El pasado 29 de septiembre, entre las paredes del auditorio Divino Narciso, y con Sor Juana como madrina simbólica de la causa, se presentaron los resultados de la investigación De la despenalización al acceso: contraloría social para el diagnóstico del aborto legal en ocho estados de México. Un estudio que, en palabras del ILSB, surge de la necesidad de responder a una pregunta urgente: ¿qué ocurre después de que un congreso aprueba una reforma para despenalizar el aborto en un código penal estatal?
Mientras el activismo suele enfocar la mirada en las entidades donde la interrupción voluntaria del embarazo aún está penalizada, este foro nos recuerda que la despenalización no lo es todo. Incluso tras el cambio legal, el acceso efectivo al aborto continúa siendo un desafío. Para una persona gestante, acceder a un servicio de interrupción legal del embarazo (ILE) implica atravesar una auténtica pista de obstáculos.
Por un lado, enfrenta los problemas crónicos del sistema de salud mexicano: desabasto de medicamentos e insumos, falta de personal capacitado y condiciones laborales precarias. A ello se suma el estigma y los prejuicios, que se traducen en formas sutiles de negación del servicio: uso limitado de anestesia, omisión de información clave, administración de dosis inadecuadas, falta de sensibilidad del personal, o la ausencia de materiales informativos en idiomas distintos al español. La lista es larga.
Sin embargo, no se trata de un callejón sin salida. La presencia de representantes de los Centros de Justicia de la Secretaría de las Mujeres, así como de la división de atención ginecobstétrica y perinatal del IMSS (Régimen Ordinario), fue una señal clara de que existe voluntad política para romper las barreras en el camino hacia el aborto accesible y aceptable.
Queda claro que los cambios legislativos y los esfuerzos institucionales, por sí solos, no bastan. La garantía de los derechos sexuales y reproductivos es un proceso sistémico y multifactorial. En ese marco, cabe preguntarse: ¿cuál es el papel de estudiantes, artistas, escritores y de la ciudadanía en general en la construcción de un puente entre lo normativo y lo práctico?

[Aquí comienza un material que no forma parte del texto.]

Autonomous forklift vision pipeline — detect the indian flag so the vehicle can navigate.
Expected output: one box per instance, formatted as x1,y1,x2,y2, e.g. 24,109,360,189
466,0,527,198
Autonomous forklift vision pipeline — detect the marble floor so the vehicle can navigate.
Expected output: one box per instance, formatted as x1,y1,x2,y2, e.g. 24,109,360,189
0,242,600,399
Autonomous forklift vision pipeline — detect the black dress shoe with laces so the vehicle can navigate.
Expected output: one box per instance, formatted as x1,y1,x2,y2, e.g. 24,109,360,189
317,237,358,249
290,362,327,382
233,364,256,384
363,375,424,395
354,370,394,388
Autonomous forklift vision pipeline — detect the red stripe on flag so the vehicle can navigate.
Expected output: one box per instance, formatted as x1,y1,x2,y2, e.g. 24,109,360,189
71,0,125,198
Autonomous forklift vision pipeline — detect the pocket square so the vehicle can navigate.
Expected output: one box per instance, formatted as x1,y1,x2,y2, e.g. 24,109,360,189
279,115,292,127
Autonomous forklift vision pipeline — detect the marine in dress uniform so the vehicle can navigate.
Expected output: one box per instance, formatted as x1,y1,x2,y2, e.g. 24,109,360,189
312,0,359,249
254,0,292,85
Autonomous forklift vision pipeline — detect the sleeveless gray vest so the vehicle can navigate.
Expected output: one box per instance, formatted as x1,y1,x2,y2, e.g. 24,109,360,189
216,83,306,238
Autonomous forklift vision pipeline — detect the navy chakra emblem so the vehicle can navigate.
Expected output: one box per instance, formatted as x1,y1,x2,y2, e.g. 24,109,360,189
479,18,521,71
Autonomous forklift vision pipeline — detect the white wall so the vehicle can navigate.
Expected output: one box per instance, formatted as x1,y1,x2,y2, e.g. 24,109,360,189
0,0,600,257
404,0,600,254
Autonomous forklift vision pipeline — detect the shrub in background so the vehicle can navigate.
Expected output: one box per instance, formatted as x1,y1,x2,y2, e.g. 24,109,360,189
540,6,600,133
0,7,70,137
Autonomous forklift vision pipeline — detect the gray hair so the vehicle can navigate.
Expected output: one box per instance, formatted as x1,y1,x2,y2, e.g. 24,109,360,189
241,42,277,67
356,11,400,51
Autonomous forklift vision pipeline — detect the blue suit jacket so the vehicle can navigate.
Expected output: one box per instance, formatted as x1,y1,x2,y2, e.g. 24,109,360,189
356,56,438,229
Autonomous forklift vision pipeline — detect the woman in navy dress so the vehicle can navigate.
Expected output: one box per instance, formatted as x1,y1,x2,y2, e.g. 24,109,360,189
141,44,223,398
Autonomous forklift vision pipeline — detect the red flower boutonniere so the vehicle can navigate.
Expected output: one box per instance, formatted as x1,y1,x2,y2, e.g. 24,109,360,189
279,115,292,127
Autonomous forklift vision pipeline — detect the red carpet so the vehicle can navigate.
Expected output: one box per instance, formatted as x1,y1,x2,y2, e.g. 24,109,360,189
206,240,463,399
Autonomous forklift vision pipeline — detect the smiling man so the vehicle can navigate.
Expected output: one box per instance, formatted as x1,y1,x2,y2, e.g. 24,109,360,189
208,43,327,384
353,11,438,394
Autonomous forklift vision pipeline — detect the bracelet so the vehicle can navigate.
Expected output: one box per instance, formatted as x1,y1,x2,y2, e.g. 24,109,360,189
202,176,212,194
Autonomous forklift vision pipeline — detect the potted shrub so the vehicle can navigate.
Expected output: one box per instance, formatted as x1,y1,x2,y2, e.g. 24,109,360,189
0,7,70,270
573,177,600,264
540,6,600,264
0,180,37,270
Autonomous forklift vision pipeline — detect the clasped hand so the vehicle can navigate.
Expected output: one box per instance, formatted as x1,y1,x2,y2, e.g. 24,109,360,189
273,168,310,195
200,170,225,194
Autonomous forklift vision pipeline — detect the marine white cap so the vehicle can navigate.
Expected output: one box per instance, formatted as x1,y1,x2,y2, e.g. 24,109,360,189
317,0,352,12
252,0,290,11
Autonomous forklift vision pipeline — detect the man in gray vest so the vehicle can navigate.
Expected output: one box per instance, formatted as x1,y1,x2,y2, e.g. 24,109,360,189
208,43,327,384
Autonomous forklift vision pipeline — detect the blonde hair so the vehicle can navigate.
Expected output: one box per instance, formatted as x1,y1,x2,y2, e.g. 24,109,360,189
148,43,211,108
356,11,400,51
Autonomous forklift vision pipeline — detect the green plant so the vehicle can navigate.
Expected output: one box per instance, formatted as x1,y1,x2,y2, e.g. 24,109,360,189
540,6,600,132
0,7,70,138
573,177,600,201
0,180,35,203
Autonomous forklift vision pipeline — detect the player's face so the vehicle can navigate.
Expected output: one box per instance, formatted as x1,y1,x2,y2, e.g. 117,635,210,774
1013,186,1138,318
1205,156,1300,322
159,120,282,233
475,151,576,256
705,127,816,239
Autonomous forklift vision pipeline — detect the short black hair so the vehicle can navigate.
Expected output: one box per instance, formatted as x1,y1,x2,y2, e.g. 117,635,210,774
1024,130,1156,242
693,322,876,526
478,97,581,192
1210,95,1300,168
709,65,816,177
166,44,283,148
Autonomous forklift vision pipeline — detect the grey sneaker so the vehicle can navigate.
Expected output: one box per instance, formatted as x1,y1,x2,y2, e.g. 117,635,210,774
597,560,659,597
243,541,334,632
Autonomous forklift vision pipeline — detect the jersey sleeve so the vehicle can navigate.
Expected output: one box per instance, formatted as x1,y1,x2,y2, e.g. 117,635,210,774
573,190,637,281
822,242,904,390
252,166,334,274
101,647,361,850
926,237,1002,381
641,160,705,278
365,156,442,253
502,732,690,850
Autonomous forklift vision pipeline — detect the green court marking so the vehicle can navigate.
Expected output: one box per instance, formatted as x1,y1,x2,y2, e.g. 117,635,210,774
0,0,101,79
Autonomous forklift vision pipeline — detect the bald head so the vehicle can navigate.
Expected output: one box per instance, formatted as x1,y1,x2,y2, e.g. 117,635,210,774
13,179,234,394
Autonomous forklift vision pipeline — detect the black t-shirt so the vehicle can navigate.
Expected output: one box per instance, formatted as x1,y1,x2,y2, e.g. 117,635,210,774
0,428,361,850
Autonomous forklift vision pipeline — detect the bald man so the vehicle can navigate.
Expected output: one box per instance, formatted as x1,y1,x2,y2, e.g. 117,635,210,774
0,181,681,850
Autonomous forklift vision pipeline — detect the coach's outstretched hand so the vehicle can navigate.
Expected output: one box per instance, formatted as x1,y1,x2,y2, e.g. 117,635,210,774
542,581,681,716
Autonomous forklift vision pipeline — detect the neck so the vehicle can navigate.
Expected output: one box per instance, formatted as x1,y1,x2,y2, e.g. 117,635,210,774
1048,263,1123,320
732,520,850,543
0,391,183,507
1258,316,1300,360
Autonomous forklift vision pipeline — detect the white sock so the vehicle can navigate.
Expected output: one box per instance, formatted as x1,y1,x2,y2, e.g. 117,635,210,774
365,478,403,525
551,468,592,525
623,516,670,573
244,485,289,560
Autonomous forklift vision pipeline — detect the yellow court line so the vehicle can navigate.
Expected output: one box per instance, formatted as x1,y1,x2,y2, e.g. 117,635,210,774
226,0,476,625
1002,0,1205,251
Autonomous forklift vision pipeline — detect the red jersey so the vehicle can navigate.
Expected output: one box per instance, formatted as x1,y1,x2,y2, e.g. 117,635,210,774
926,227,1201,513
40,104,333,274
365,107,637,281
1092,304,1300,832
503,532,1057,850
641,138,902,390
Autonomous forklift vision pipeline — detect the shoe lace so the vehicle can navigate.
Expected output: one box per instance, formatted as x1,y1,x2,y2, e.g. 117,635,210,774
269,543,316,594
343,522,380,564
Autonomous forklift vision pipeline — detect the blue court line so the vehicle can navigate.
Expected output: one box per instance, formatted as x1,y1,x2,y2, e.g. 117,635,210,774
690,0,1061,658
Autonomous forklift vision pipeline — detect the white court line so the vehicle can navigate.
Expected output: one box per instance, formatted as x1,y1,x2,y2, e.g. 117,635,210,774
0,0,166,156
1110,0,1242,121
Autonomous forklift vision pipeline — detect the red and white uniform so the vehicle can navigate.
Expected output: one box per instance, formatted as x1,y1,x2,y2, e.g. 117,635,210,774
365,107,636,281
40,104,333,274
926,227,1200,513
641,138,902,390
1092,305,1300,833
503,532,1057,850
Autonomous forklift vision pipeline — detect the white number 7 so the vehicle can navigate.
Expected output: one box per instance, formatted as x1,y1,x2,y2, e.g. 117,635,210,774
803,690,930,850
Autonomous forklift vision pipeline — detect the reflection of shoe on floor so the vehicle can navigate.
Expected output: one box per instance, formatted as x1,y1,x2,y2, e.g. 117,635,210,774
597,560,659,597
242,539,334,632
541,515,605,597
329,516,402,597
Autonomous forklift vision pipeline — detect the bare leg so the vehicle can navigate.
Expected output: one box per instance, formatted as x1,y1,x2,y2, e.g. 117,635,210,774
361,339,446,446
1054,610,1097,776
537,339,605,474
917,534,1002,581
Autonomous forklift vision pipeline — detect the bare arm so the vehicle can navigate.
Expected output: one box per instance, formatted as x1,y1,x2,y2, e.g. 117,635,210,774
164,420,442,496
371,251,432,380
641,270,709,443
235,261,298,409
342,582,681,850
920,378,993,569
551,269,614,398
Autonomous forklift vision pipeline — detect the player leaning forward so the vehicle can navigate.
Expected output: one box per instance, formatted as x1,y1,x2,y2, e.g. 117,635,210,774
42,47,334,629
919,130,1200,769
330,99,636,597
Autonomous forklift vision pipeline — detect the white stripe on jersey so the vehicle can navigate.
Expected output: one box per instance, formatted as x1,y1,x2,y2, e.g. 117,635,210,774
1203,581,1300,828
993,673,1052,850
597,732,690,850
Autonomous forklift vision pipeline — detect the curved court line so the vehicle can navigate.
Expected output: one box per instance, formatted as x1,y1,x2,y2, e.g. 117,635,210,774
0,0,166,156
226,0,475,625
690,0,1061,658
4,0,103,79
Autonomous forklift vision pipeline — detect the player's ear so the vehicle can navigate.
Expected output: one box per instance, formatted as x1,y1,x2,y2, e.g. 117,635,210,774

El diseño de redes territoriales —a través de instituciones como el Instituto de Liderazgo Simone de Beauvoir, activistas, parteras, enfermeras, y servidores públicos comprometidos— es crucial. Pero también lo es el trabajo simbólico y cultural que se realiza día a día: la forma en que hablamos del aborto, lo representamos y lo entendemos colectivamente.
La lucha por los derechos no puede quedarse en los espacios especializados. Todxs somos actores clave en el camino hacia el acceso pleno a un aborto libre, seguro y digno.